Tips on how to Trade Break Outs


The Breakout Trade



The Setup
For longs, many people like to use moving averages to identify trend and that’s ok, you can try a 20 period moving average. When it’s sloping up, you’re in an uptrend. Next, identify the origin of a strong move in price and draw two lines around the price action to create a demand zone (area “A”). An ideal pattern is the “Drop-Base-Rally”. In other words, area “A” should be preceded by a decline in price.

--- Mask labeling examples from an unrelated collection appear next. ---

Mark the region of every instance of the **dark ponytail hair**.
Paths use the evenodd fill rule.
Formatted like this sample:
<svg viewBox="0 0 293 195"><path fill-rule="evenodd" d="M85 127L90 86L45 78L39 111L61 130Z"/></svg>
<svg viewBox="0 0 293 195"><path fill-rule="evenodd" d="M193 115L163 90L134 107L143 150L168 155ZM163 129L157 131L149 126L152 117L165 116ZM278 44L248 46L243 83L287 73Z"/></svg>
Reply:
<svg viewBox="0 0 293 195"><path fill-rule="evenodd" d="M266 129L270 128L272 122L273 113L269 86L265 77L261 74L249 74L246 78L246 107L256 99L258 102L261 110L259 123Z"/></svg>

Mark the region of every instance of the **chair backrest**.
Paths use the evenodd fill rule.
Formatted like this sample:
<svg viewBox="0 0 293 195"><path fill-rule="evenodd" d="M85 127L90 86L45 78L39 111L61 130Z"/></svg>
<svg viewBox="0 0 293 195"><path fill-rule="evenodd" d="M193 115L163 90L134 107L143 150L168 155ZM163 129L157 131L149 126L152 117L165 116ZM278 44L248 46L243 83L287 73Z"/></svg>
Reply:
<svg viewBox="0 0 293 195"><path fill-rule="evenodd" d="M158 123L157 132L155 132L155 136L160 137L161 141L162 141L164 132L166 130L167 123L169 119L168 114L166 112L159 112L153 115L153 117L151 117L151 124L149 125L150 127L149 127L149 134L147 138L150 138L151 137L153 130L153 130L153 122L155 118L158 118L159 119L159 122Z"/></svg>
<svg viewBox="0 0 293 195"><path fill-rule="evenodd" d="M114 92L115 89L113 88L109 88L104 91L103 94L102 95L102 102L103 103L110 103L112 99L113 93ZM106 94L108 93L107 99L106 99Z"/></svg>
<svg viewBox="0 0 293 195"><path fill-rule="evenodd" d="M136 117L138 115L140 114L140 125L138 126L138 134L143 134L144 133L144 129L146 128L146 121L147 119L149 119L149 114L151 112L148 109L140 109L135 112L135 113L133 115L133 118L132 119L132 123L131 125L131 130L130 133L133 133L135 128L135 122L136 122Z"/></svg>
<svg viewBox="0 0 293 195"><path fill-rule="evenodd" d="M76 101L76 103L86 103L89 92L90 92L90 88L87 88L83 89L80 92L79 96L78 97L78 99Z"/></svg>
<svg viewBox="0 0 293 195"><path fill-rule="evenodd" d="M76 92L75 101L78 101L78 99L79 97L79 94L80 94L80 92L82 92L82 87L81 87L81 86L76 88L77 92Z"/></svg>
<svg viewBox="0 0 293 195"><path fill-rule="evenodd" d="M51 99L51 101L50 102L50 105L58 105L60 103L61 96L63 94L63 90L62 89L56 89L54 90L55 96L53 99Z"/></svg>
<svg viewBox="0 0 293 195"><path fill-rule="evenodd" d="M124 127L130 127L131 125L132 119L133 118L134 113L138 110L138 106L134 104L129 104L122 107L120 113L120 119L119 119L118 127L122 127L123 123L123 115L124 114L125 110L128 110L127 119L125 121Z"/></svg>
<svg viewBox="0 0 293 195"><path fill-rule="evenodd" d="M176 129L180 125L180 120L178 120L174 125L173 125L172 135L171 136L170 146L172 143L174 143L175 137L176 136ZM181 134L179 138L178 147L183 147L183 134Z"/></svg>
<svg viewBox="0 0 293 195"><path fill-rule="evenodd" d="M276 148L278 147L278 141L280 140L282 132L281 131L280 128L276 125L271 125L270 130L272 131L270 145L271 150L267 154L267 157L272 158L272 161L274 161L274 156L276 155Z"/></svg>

Then, make sure there is a significant profit margin (profit target). This would be the distance from area “A” to “B”, the highest high of the initial breakout before price returns to “A” at “C”.
The Action
Buy at “C” when price touches the top black line and place your protective sell stop just below the lower black line. Adjust your position size so that you are not risking more than you are willing to lose. Place your profit target based on the high of the initial breakout “B” which in this case would have you selling for a profit at “D”.
The Breakout: Two types of entries, very different odds




The Breakdown: Two types of entries, very different odds





The proper breakout entry works in any market and any time frame. A key component to making these work that is beyond the scope of this article is this: When taking any buy or sell entries in markets, make sure you know exactly where price is with regard to the larger time frame supply / demand curve. Whether you trade Stocks, Futures, Forex, and Options, understand that behind all the candles on your screen in all these markets are people and their emotions. Most will fall for the emotional trading traps set by fear and greed, others get paid from this type of novice thinking.